Home Art/Culture Through Bhendi Bazar Urdu Festival, an attempt to recreate the magic of...

Through Bhendi Bazar Urdu Festival, an attempt to recreate the magic of the past

By MahtabNama for Twocircles.net

Come Friday, a unique educational and literary festival will be held in Mumbai’s Bhendi Bazar. First held in 2014, it is primarily an Urdu language cultural and literary festival and is likely to attract large numbers of people from at least three sections of the society—students, members of the neighboring community and Urdu-loving people from different parts of the city.


The three-day festival (8-10 January) will feature different genres of Urdu literature such as Ghazals, Naat-Khwani, Qawwali and Drama, apart from workshops specially designed for students and budding writers on poetry, script writing, drama and discussions on some contemporary issues such as Indian economy, along with calligraphy, painting and photo exhibitions.

“Bhendi Bazar used to be the centre of all cultural activities in Mumbai at one point of time and through this festival, we are trying to revive it,” says Advocate Zubair Azmi, Director of the Urdu Markaz, an NGO working since 1995 for the promotion of Urdu language. The festival is being organised by the (Urdu) Markaz. At one point of time, Bhendi Bazar was home to the then budding and struggling writers such as Kaifi Azmi and Jan Nisar Akthar who, it is said, had spent their initial years in this area.

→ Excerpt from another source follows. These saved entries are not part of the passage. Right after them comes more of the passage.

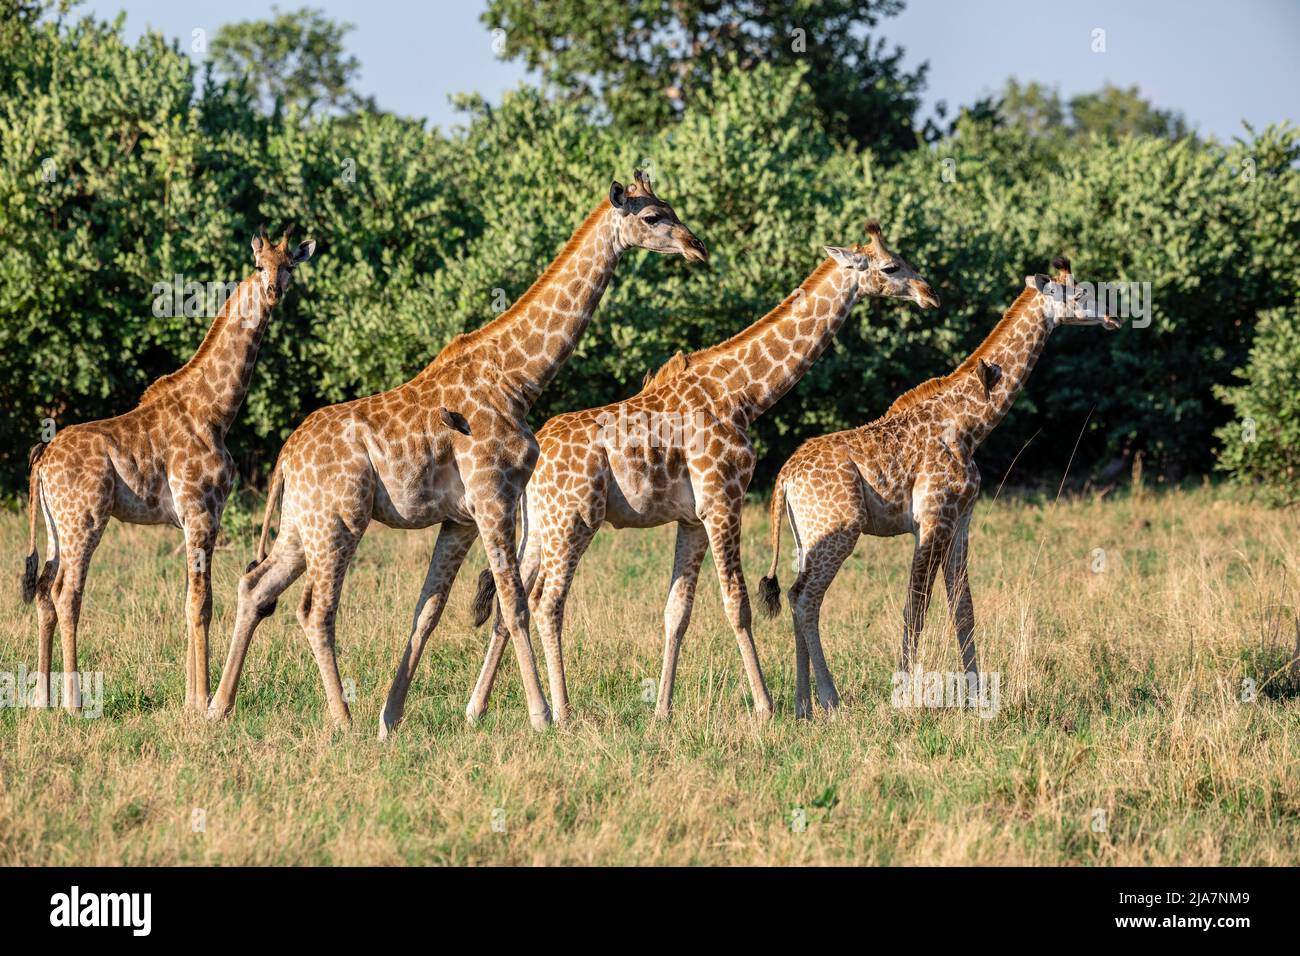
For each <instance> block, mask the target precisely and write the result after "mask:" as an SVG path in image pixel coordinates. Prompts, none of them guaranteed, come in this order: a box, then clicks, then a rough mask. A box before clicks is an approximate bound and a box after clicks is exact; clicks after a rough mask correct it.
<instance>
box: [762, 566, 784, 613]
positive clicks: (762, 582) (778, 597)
mask: <svg viewBox="0 0 1300 956" xmlns="http://www.w3.org/2000/svg"><path fill="white" fill-rule="evenodd" d="M758 597H759V600H762V602H763V614H764V615H766V617H768V618H775V617H776V614H777V613H779V611H780V610H781V583H780V581H779V580H776V575H772V576H771V578H764V579H762V580H761V581H759V583H758Z"/></svg>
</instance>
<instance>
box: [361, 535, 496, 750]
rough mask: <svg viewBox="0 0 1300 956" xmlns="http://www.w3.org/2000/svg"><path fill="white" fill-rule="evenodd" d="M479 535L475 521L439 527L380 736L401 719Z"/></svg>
mask: <svg viewBox="0 0 1300 956" xmlns="http://www.w3.org/2000/svg"><path fill="white" fill-rule="evenodd" d="M476 537H478V528H476V527H474V525H473V524H452V523H450V522H445V523H443V524H442V528H441V529H439V531H438V542H437V544H435V545H434V546H433V557H432V558H430V561H429V571H428V572H426V574H425V576H424V587H422V588H420V598H419V600H417V601H416V605H415V619H413V620H412V622H411V637H409V639H408V640H407V646H406V650H404V652H403V654H402V661H400V662H399V663H398V671H396V675H395V676H394V678H393V685H391V687H390V688H389V698H387V701H386V702H385V705H383V711H382V713H381V714H380V740H385V739H387V736H389V734H391V732H393V731H394V730H395V728H396V726H398V722H399V721H400V719H402V713H403V710H404V709H406V696H407V691H408V689H409V688H411V679H412V678H413V676H415V671H416V667H419V666H420V656H421V654H424V645H425V644H426V643H428V640H429V636H430V635H432V633H433V631H434V628H435V627H437V626H438V620H439V619H441V618H442V611H443V609H446V606H447V594H448V593H450V592H451V583H452V581H455V580H456V572H458V571H460V564H461V563H463V562H464V559H465V554H467V553H468V551H469V546H471V545H472V544H473V542H474V538H476Z"/></svg>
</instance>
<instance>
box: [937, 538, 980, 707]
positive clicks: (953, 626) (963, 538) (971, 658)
mask: <svg viewBox="0 0 1300 956" xmlns="http://www.w3.org/2000/svg"><path fill="white" fill-rule="evenodd" d="M969 538H970V515H969V514H967V515H966V516H965V518H963V520H962V522H961V524H958V525H957V531H956V533H954V535H953V540H952V544H950V545H949V546H948V551H946V554H945V555H944V587H945V588H946V591H948V613H949V614H950V615H952V619H953V627H954V628H956V631H957V649H958V650H959V652H961V656H962V670H963V671H965V672H966V685H967V688H970V689H971V691H972V692H978V688H979V684H978V683H975V682H978V680H979V665H978V658H976V654H975V605H974V604H972V601H971V585H970V578H969V576H967V562H969V558H970V550H969Z"/></svg>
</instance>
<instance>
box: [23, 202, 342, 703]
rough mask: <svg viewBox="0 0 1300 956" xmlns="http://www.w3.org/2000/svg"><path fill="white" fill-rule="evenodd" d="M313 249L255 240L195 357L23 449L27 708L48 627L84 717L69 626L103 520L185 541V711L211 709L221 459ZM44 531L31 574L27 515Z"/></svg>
mask: <svg viewBox="0 0 1300 956" xmlns="http://www.w3.org/2000/svg"><path fill="white" fill-rule="evenodd" d="M315 250H316V243H315V242H312V241H307V242H303V243H300V245H299V246H298V247H296V248H294V250H290V248H289V230H286V232H285V234H283V237H282V238H281V239H279V242H278V243H277V242H272V241H270V239H269V238H268V237H266V229H265V226H263V228H261V230H260V234H259V235H256V237H253V239H252V254H253V264H255V267H256V268H255V272H253V273H252V274H251V276H248V277H247V278H246V280H243V282H240V284H239V285H238V286H237V289H235V290H234V293H233V294H231V295H230V297H229V298H227V299H226V302H225V304H224V306H222V308H221V311H220V312H218V313H217V317H216V319H214V320H213V323H212V326H211V328H209V329H208V333H207V336H204V338H203V342H201V343H200V345H199V350H198V351H196V352H195V354H194V356H192V358H191V359H190V360H188V362H187V363H186V364H185V365H183V367H182V368H181V369H178V371H175V372H172V373H170V375H165V376H162V377H161V378H159V380H157V381H156V382H153V384H152V385H149V388H148V389H146V390H144V394H143V397H142V398H140V402H139V405H138V406H136V407H135V408H133V410H131V411H129V412H126V414H125V415H118V416H117V418H112V419H104V420H101V421H87V423H83V424H77V425H69V427H66V428H61V429H59V432H57V433H56V434H55V437H53V440H52V441H49V442H48V444H42V445H36V446H35V447H34V449H32V450H31V457H30V466H31V477H30V485H29V488H30V503H29V507H30V518H29V528H27V531H29V541H27V562H26V567H25V570H23V576H22V597H23V601H29V602H30V601H31V600H32V598H35V600H36V619H38V628H39V636H38V650H36V657H38V674H39V676H38V683H36V688H35V691H34V695H32V704H34V705H35V706H42V708H43V706H48V705H49V701H51V696H52V693H53V688H52V687H51V680H49V665H51V656H52V652H53V637H55V628H56V626H57V627H59V630H60V632H61V636H62V652H64V706H65V708H66V709H68V710H72V711H77V710H79V709H81V687H79V682H78V678H77V626H78V622H79V619H81V609H82V594H83V592H85V588H86V574H87V571H88V568H90V562H91V557H92V555H94V553H95V548H96V546H98V545H99V541H100V538H101V537H103V535H104V529H105V528H107V527H108V519H109V518H117V519H118V520H120V522H126V523H130V524H172V525H174V527H178V528H181V529H182V531H183V532H185V545H186V555H187V557H186V575H187V594H186V630H187V650H186V658H185V684H186V691H185V702H186V708H187V709H190V710H198V711H201V710H203V709H204V708H207V705H208V624H209V622H211V619H212V567H211V566H212V550H213V545H214V544H216V538H217V531H218V528H220V527H221V512H222V510H224V509H225V503H226V496H227V494H229V493H230V485H231V483H233V480H234V476H235V467H234V462H233V460H231V458H230V454H229V453H227V451H226V445H225V438H226V432H229V431H230V425H231V424H233V423H234V419H235V415H237V414H238V411H239V406H240V405H242V403H243V398H244V393H246V392H247V390H248V382H250V381H251V378H252V369H253V364H255V363H256V360H257V347H259V346H260V345H261V339H263V336H264V334H265V330H266V321H268V319H269V316H270V311H272V308H274V306H276V303H278V302H279V299H281V298H282V297H283V294H285V291H286V290H287V289H289V284H290V277H291V274H292V272H294V269H295V268H296V267H298V265H300V264H302V263H304V261H307V260H308V259H311V256H312V252H315ZM38 509H39V510H40V512H42V515H43V516H44V522H45V537H47V546H45V554H47V559H45V564H44V567H43V568H42V570H40V574H39V578H38V574H36V568H38V564H39V554H38V550H36V510H38Z"/></svg>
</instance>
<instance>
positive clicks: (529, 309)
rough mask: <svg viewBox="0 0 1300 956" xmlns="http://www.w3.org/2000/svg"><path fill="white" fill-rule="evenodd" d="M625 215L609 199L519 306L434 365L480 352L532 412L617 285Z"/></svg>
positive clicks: (622, 254) (521, 297)
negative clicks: (590, 324) (617, 224)
mask: <svg viewBox="0 0 1300 956" xmlns="http://www.w3.org/2000/svg"><path fill="white" fill-rule="evenodd" d="M617 216H619V213H617V211H616V209H615V208H614V207H612V206H611V204H610V200H608V199H606V200H603V202H602V203H601V204H599V206H597V207H595V209H594V211H593V212H591V213H590V215H589V216H588V217H586V220H584V222H582V225H580V226H578V228H577V232H575V233H573V235H572V237H571V238H569V241H568V242H567V243H565V245H564V248H562V250H560V252H559V255H558V256H555V260H554V261H552V263H551V264H550V265H549V267H547V269H546V272H543V273H542V274H541V276H539V277H538V278H537V281H536V282H533V285H532V286H530V287H529V289H528V291H526V293H524V294H523V295H521V297H520V298H519V300H516V302H515V304H513V306H511V307H510V308H508V310H507V311H506V312H503V313H502V315H500V316H498V317H497V319H494V320H493V321H490V323H489V324H487V325H485V326H482V328H481V329H478V330H477V332H471V333H468V334H467V336H463V337H460V338H459V339H456V341H455V342H454V343H452V345H450V346H447V349H445V350H443V351H442V354H441V355H439V356H438V359H435V360H434V365H437V364H438V363H439V362H443V360H446V359H447V358H454V356H459V355H464V354H465V352H467V351H469V350H473V351H474V352H477V354H481V355H484V356H485V358H490V359H491V362H493V363H494V364H495V365H497V367H498V368H499V369H500V373H502V378H503V381H504V385H506V388H507V390H508V392H511V393H513V394H515V395H517V397H519V398H520V399H521V401H523V402H524V405H525V407H528V408H530V407H532V406H533V403H534V402H536V401H537V397H538V395H539V394H541V393H542V389H545V388H546V385H547V384H549V382H550V381H551V378H554V377H555V373H556V372H558V371H559V368H560V365H563V364H564V363H565V362H567V360H568V358H569V356H571V355H572V354H573V349H575V347H576V346H577V341H578V338H580V337H581V336H582V333H584V332H585V330H586V326H588V325H589V324H590V321H591V313H593V312H594V311H595V307H597V306H598V304H599V302H601V297H602V295H604V290H606V287H607V286H608V285H610V277H611V276H612V274H614V267H615V265H617V263H619V258H620V256H621V255H623V247H621V245H620V243H619V239H617ZM434 365H430V367H429V368H430V369H433V367H434Z"/></svg>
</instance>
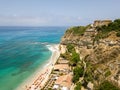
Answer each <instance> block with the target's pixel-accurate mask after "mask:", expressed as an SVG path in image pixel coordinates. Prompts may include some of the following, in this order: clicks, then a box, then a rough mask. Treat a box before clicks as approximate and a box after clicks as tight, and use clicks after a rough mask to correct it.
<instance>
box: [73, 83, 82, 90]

It was not only Urdu but Marathi writers as well who used to gather here to discuss and debate on arts and literature over several cups of tea at Jamia Maktaba and the now closed Wazir Hotel. On Sunday evening, when this writer visited the office of Urdu Markaz situated at the ground floor of an Urdu-medium School opposite the iconic Imambara in Bhendi Bazar, Adv. Azmi and his colleagues were busy with preparations for the festival.

Rare pictures of more than two dozen Urdu writers have been collated for display while beautifully painted boards with pictures of well-known Urdu writers, novelists, poets and lyricists, such as Sadat Hassan Manto, Qurratulain Hyder, Asrarul Haq Majaz, Ismat Chugtai and Sahir Ludhianvi have been put up at different places within the compound of the Markaz. These boards will be exhibited at the festival, I was told.

It is worth noting here that unlike most of the institutions associated with Urdu, it defies the stereotypes of ‘Urdu wallahs’: old bearded men still living in nostalgia and far removed from technology. The organisers here include many youth and woman and at least a few of them of them were present and working in the office on the late Sunday evening. Within 10 minutes of providing my contact details to the organisers, I received a mail with the programme schedule and other details.

Unlike most of other literary fests in India, it isn’t a day-long affair and only starts in the evening and goes on until 10 in the night. Organisers say that this ensures participation of both the ‘Aaam’ and the ‘Khwas’: the general public as well as the elite. “We are working with a three-dimensional approach, a) reaching out to new talent, students and youth, b) engaging with people living in the neighbourhood and c) building a bridge between the local communities here and non-Urdu speaking but Urdu-loving people in different parts of the city,” says Farid Ahmed, Programme Committee Chairperson of the Festival and General Secretary of Urdu Markaz. “It had been a huge success last time and apart from the established and known writers in Urdu literary circles, we had been able to reach out and attract new talent,” he adds.

Basharat Peer_Bhendi Bazar

According to journalist and writer Basharat Peer, who attended the Fest last time (10-12 January ‘14), this was “the coolest lit fest in a long time” that he had attended. Sharing pictures of the fest on his Facebook profile on 13 January 2014, he wrote: “I went to interview someone in Bhendi Bazar, Mumbai and ended up being on a panel at the Bhendi Bazar Urdu Festival. The coolest lit fest in a long time”. Luckily, this year as well, the festival has managed to create a buzz in both the Urdu as well as English media. On Sunday, two leading dailies The Times of India and Daily DNA carried substantive reports on the preparation and the schedule of the festival.

The main attractions this year are a play titled, “Wazir Hotel”, a letter reading session, “Zer-e-Lab” and the “Kabir Festival”. While the Saeed Hameed written and Mujeeb Khan directed play will demonstrate the lost and the forgotten but thriving culture of Bhendi Bazar, TV actress Neha Sharad will read letters of Safia Akhtar (mother of lyricist Javed Akhtar), written to her husband Jan Nisar Akhtar. The session titled “Kabir Festival” will be presented by famed Kabir bhajan singer Radhika Nayak Sood. In the discussion on “Celebrating Urdu”, controversial yet interesting writers such the Marathi writer and Jnanpith Awadee Bhalchandra Vanaji Nemade and journalist-writer Sudheendra Kulkarni are enlisted to participate.

If you are in Mumbai and interested in literature and cultural activities, this fest should be on your ‘must attend; list for this weekend.